To evaluate the functional enrichment of predicted protein complexes, the P-value of a protein complex with a given GO term is used to estimate whether the proteins in the complex are enriched for the GO term with a statistically significant probability compared to what one would expect by chance[19, 40]. The smaller P-value indicates the predicted protein complexes is not accumulated at random and is more biologically significant than the one with a larger P-value [28, 41]. As a protein complex has various P-values for various GO terms, its P-value defaults to its minimum P-value.
Effect of parameter ρ
The parameter ρ of LF-PIN decides the importance of density in the fitness. It takes value from 0 to 1. To evaluate the effect of the parameter ρ on the clustering results, we change the values of parameter ρ from 1 to 0 with 0.2 decrements and achieve eleven different output sets of protein complexes from the PPI network of S.cerevisiae. The experimental results are shown in Table 2 and Figure 3.
As shown in Table 2, with the decrease of ρ, the number and the density of identified complexes are decreasing; the size and the modularity of identified complexes are increasing. Generally, with the increase of a subgraph's size, its modularity is increasing and its density is decreasing. Meanwhile, with the decrease of ρ, the density is less important and the modularity is more important in the fitness. So, with the decrease of ρ, a seed edge should be expanded to a larger subgraph with smaller density and larger modularity. As shown in Figure 3, when overlapping score's threshold is no less than 0.2, the F-scores of LF-PIN with ρ = 1 and ρ = 0 are much less than those of LF-PIN with ρ in range from 0.2 to 0.8. As LF-PIN predicts protein complexes considering only subgraph's density when ρ = 1, considering only subgraph's modularity when ρ = 0, and considering both subgraph's density and modularity when 0<ρ<1, the F-score curves in Figure 3 imply that compared with only considering density or modularity, the prediction accuracy can be improved by considering both density and modularity. The F-scores of LF-PIN with ρ in range from 0.2 to 0.8 are very close, which means the performance of LF-PIN with ρ in range from 0.2 to 0.8 are close. As shown in Table 2, when ρ is in the range of 0.4 to 0.8, the density of identified protein complexes are too high (nearly 1). So, to identify various protein complexes, including those with low density and low modularity, the value of parameter ρ is selected as 0.2 in the paper.

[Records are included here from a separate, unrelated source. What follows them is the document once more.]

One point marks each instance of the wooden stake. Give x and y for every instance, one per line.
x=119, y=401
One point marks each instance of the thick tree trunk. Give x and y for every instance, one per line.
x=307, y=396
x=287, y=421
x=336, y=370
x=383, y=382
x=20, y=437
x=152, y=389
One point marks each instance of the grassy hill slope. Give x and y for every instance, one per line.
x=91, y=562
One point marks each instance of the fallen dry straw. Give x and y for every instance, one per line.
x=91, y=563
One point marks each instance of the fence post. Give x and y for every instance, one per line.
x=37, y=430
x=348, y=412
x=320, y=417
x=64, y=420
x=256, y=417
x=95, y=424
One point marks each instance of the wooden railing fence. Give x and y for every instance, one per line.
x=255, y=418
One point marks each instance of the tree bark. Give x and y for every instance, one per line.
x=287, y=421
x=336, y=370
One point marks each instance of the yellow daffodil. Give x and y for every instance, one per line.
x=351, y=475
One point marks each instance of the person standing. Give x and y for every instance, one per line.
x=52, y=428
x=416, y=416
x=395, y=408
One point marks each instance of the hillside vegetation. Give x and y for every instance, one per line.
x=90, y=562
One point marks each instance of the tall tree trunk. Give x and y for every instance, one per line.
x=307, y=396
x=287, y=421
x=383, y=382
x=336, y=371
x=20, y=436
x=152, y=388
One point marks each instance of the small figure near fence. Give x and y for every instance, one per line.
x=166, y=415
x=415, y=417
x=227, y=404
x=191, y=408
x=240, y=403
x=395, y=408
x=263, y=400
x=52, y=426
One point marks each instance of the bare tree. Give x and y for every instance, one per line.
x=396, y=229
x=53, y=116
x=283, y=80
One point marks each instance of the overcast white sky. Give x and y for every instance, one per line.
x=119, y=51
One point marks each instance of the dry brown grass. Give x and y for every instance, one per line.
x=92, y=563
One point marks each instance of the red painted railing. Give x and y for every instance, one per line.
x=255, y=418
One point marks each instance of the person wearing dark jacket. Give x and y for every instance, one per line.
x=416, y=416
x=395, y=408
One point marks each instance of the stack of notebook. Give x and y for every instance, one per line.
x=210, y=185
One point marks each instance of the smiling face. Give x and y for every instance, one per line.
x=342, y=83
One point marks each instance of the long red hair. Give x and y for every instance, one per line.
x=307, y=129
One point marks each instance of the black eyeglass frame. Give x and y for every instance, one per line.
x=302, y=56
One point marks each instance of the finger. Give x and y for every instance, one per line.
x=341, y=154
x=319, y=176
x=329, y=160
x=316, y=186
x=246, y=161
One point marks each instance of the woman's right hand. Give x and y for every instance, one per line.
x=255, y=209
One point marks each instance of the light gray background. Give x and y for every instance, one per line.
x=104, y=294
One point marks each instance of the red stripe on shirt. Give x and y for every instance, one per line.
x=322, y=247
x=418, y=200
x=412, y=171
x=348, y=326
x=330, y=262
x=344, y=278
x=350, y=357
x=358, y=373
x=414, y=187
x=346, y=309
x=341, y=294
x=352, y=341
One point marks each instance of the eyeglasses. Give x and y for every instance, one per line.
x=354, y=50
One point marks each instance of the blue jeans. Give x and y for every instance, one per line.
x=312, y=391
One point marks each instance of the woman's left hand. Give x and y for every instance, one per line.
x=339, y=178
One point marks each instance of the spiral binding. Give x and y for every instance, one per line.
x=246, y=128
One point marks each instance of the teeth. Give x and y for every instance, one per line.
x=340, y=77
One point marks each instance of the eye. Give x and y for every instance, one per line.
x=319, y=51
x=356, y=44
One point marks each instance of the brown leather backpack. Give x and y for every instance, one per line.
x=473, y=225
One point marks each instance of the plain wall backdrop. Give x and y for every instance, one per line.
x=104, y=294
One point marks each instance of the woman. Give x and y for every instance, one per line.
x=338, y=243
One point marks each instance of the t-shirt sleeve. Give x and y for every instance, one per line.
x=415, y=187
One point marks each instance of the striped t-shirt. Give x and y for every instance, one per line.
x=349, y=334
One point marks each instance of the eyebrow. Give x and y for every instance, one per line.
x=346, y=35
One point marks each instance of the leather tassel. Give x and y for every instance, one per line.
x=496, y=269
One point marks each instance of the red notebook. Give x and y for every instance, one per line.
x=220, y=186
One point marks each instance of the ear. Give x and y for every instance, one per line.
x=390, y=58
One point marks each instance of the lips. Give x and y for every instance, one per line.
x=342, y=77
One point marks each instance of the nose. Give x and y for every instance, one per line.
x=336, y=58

Comparison with known complexes
To directly validate the effectiveness of algorithm LF-PIN for identifying protein complexes, we compare the protein complexes predicted by LF-PIN and other seven algorithms with the known protein complexes obtained from [24] and list the percentage of matched predicted complexes of these eight algorithms in Figure 4. We can see from Figure 4 that when overlapping score's threshold is equal to 0.2 (the typical value of overlapping score's threshold used in many literature), 63% complexes detected by LF-PIN are matched by the known complexes. This ratio is much higher than those identified by other seven competing algorithms at the same threshold. For example, when overlapping score's threshold is equal to 0.2, 45% complexes predicted by HC-PIN are matched, which is the best result in the seven competing algorithms. Even compared with this best result, 40% improvement can be obtained by using LF-PIN algorithms. Furthermore, Figure 4 shows that for each overlapping score's threshold, the percentage of matched complexes in the complex set identified by LF-PIN is much higher than those identified by other seven competing algorithms. All these indicate that LF-PIN outperforms other seven competing algorithms in terms of matching with the known complexes.

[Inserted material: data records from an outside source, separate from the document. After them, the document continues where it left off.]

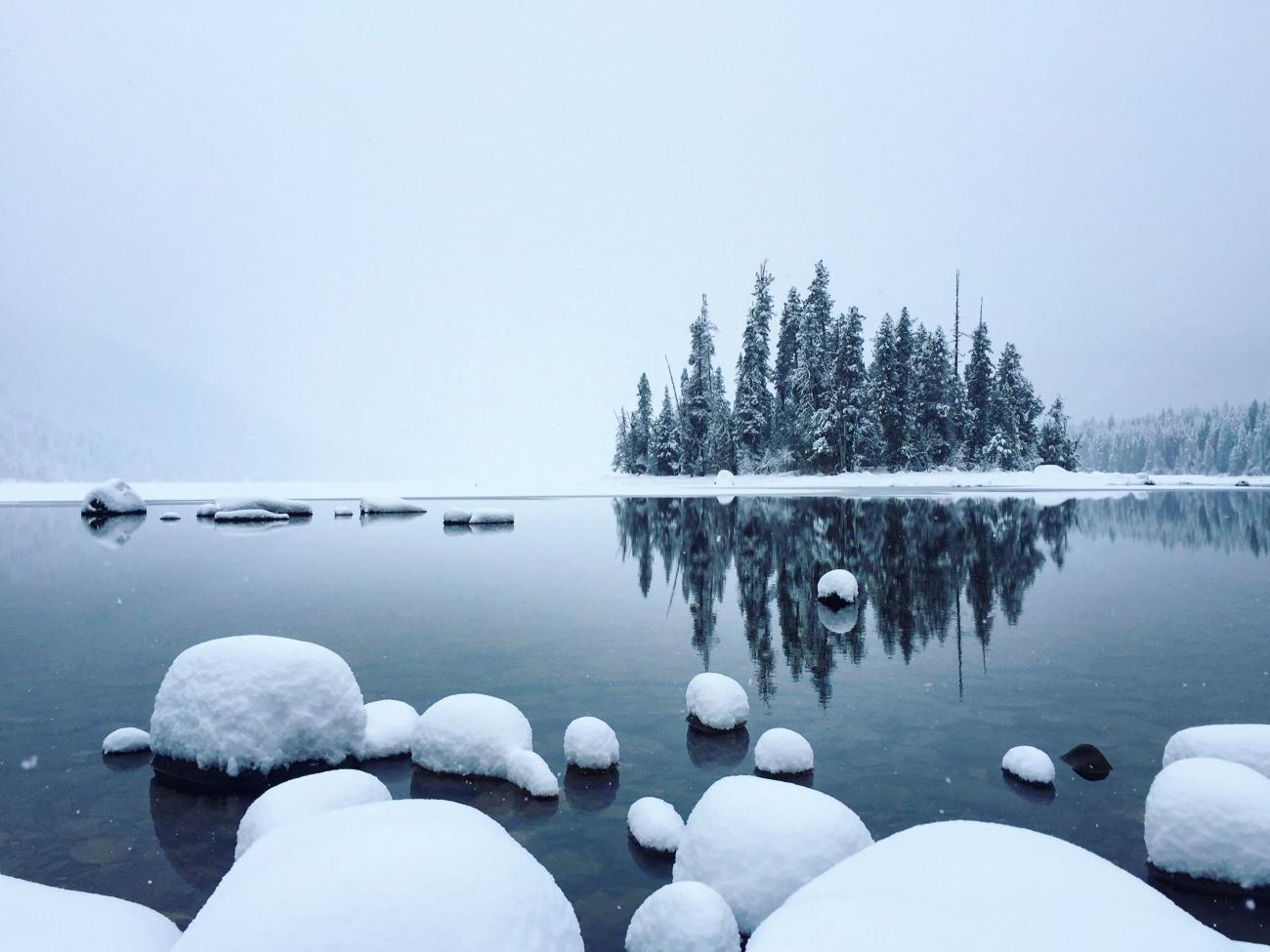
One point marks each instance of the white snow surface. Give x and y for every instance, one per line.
x=684, y=917
x=1001, y=889
x=656, y=824
x=756, y=841
x=306, y=796
x=591, y=744
x=36, y=918
x=1210, y=819
x=1029, y=765
x=257, y=702
x=716, y=701
x=782, y=750
x=409, y=876
x=1246, y=744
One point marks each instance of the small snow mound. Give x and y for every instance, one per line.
x=591, y=744
x=716, y=701
x=1029, y=765
x=684, y=917
x=306, y=796
x=782, y=750
x=656, y=824
x=1210, y=819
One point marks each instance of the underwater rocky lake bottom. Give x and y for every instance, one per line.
x=982, y=623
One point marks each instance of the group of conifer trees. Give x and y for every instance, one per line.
x=821, y=407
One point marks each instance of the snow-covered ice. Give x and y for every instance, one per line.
x=409, y=876
x=306, y=796
x=756, y=841
x=782, y=750
x=656, y=824
x=994, y=889
x=591, y=744
x=1210, y=819
x=716, y=701
x=257, y=702
x=684, y=917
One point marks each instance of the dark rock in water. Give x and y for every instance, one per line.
x=1087, y=762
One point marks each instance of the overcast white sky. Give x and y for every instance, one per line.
x=448, y=239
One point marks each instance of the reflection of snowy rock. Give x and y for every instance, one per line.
x=1001, y=890
x=306, y=796
x=756, y=841
x=257, y=702
x=684, y=917
x=409, y=876
x=1210, y=819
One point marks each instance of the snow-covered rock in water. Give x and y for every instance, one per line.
x=478, y=735
x=36, y=918
x=1029, y=765
x=112, y=498
x=782, y=750
x=409, y=876
x=756, y=841
x=716, y=701
x=126, y=740
x=306, y=796
x=257, y=702
x=1246, y=744
x=999, y=890
x=656, y=824
x=684, y=917
x=591, y=744
x=1210, y=819
x=389, y=728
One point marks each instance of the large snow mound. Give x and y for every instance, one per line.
x=1210, y=819
x=306, y=796
x=257, y=702
x=716, y=701
x=112, y=498
x=1246, y=744
x=999, y=890
x=684, y=917
x=36, y=918
x=409, y=876
x=756, y=841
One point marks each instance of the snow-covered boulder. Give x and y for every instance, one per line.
x=716, y=701
x=591, y=744
x=999, y=890
x=389, y=728
x=684, y=917
x=1029, y=765
x=756, y=841
x=257, y=702
x=1210, y=819
x=782, y=750
x=112, y=498
x=126, y=740
x=36, y=918
x=1246, y=744
x=306, y=796
x=481, y=735
x=656, y=824
x=409, y=876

To compare the performance of LF-PIN with those of other seven competing algorithms, we calculate Sensitivity, Specificity, F-score, the number and the percentage of perfect matches of the eight algorithms and list them in Table 3. Here, the overlapping score's threshold is selected as 0.2. As shown in Table 3, the number of complexes identified by LF-PIN is 297, which is much less than those identified by CMC (only 26%), Core-Attachment (only 22%), and DPClus (only 25%). Obviously, the more complexes dose an algorithm identify, the more perfect matches and matched complexes dose the algorithm identify. Thus, LF-PIN identifies less perfect matches than Core-Attachment, and its Sensitivity value is less than those of CMC, Core-Attachment, and DPClus. However, Table 3 shows that the percentage of perfect matches in the identified complexes and the Specificity value of LF-PIN are both higher than those of other seven algorithms, which means that the percentages of perfect matches and matched complexes in the complexes identified by LF-PIN are both higher than those of the other algorithms. Moreover, LF-PIN has the highest F-score value in the eight algorithms. Even compared with the highest F-score value of other seven algorithms, 41% improvement can be obtained by using LF-PIN algorithms.

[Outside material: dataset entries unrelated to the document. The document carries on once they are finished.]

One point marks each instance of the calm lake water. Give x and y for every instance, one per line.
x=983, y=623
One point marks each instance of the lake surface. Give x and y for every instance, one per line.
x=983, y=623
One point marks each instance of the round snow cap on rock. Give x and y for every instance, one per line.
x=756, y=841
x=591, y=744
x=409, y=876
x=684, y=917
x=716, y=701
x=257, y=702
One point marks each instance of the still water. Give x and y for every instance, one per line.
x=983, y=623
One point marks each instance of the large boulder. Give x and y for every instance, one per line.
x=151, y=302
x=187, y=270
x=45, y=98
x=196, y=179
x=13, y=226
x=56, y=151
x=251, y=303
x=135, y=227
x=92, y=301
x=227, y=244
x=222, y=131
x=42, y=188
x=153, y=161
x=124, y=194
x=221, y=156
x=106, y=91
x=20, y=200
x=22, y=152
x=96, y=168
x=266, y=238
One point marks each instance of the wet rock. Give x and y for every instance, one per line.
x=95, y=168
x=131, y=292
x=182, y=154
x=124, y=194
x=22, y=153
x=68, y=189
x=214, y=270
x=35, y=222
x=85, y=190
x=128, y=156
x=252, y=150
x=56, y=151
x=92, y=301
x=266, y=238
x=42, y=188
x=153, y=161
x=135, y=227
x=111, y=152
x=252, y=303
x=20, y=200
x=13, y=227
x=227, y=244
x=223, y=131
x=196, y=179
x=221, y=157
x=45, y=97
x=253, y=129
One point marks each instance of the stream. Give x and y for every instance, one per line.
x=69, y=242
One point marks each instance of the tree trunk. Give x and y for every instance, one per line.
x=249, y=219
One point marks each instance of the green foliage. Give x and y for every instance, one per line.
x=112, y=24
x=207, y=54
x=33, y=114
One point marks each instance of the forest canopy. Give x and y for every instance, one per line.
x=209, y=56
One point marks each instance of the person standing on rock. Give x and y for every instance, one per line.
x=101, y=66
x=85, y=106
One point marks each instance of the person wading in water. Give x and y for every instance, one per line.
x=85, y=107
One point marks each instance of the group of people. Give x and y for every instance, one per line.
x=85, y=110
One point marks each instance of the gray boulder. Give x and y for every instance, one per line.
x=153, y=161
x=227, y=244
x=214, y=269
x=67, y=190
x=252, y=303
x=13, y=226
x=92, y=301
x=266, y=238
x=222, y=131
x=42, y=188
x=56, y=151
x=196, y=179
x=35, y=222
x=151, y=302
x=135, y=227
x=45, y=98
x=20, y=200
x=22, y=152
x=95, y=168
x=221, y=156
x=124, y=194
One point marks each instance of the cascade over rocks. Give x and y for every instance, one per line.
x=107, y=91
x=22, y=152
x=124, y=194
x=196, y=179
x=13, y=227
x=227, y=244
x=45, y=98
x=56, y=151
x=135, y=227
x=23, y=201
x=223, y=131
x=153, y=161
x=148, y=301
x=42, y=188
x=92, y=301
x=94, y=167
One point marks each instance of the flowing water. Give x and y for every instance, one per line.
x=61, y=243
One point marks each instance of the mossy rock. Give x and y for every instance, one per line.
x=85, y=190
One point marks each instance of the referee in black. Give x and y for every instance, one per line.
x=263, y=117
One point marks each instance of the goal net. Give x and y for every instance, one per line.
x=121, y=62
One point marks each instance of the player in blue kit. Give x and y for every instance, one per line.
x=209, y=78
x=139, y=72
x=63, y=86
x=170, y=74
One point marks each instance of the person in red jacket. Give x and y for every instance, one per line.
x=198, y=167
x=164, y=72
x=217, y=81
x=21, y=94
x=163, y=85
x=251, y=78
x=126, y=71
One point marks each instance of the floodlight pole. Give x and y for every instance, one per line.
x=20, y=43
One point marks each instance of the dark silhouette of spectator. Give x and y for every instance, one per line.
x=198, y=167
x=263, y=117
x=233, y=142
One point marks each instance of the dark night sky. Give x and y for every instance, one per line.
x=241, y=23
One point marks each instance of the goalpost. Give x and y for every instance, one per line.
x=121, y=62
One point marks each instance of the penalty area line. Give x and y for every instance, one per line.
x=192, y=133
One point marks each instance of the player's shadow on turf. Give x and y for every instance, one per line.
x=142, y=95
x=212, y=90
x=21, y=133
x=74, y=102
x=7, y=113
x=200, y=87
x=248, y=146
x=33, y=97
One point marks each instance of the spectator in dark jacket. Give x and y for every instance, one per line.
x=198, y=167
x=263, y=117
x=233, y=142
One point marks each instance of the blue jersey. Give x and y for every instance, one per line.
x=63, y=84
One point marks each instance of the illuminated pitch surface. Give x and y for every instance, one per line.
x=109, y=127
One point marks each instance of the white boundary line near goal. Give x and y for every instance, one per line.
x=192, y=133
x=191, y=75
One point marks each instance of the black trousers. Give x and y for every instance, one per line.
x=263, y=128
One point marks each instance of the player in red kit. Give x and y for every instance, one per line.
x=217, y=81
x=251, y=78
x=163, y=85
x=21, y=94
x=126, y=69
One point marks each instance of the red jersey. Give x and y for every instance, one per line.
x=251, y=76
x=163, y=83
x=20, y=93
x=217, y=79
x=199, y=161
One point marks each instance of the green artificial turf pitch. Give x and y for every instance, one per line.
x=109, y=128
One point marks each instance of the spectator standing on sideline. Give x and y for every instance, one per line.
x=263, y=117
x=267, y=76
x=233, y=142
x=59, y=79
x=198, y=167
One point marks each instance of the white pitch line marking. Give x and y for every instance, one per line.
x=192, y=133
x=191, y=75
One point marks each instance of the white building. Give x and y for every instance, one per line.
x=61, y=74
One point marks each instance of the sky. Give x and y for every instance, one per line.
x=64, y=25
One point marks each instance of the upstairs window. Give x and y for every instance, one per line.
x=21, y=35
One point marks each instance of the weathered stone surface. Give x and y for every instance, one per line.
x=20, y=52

To give a more complete comparison, we compare the F-score of LF-PIN and other seven algorithms with respect to different overlapping score's thresholds in Figure 5. As shown in Figure 5, LF-PIN algorithm has the highest value of F-score in the eight algorithms when overlapping score's threshold is no less than 0.2, which means it has the highest prediction accuracy in the eight algorithms.
Comparison with known complexes of low density
A more attractive characteristic of LF-PIN is that this algorithm can identify significant protein complexes with low density. We can see from Table 2 that the density of protein complexes identified by LF-PIN (ρ = 0.2) can be as low as 0.17. To directly validate the effectiveness of algorithm LF-PIN for identifying protein complexes with low density, we select all known protein complexes obtained from [24] with density less than 0.5, counting up to 89 complexes, and compare them with the protein complexes predicted by LF-PIN and other seven algorithms in Figure 6 and Figure 7. Figure 6 shows the percentage of matched predicted complexes of LF-PIN and other algorithms. Figure 7 shows the F-score of LF-PIN and other algorithms.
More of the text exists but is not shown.